Marco Bellocchio's Passion of Mussolini captures the danger of falling in love with the Leader.
2. Wild Grass
That pubic title is the first Freudian slip in Alain Resnais' psycho-romance: Your mind is the scene of the sublime.
3. Scott Pilgrim vs. the World
Generation Y gets a roundhouse kick in the pants. Charlie Brown vs. King Arthur, Round One: Fight!
4. The Yellow Handkerchief
William Hurt takes that same generation on a road trip to romantic redemption, in Udayan Prasad's Southern reverie.

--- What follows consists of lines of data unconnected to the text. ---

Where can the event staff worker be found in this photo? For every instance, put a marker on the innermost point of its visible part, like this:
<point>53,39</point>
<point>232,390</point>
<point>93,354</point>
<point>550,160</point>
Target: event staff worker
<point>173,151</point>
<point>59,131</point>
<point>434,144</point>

5. I Love You Phillip Morris
Jim Carrey and Ewan McGregor are here, they're queer, and they will not get used to it. Neither will you.
6. Nowhere Boy
John Lennon has two mommies: Isn't he a bit like you and me?
7. The Fighter
Some of the year's best male casting: Mark Wahlberg and Christian Bale as modern America's Castor and Pollux.
8. Mother and Child
Some of the year's best female casting: Annette Bening, Naomi Watts and Kerry Washington, as modern America's Lady of Sorrows.
9. Despicable Me
Steve Carell and Jason Segel put Pixar to shame in this brilliant slapstick cartoon about the joys of parenthood and shooting the moon.
10. Jonah Hex
Mark Neveldine and Brian Taylor show how Americans face death. In their comic-book screenplay, Josh Brolin's gunslinger rises to the occasion.
Most Overpromoted Hits: Inception and The Social Network sound like the inventions of business majors, and they are. As overprescribed as Prozac and Ritalin, both films sold young moviegoers on the inevitability of selfishness.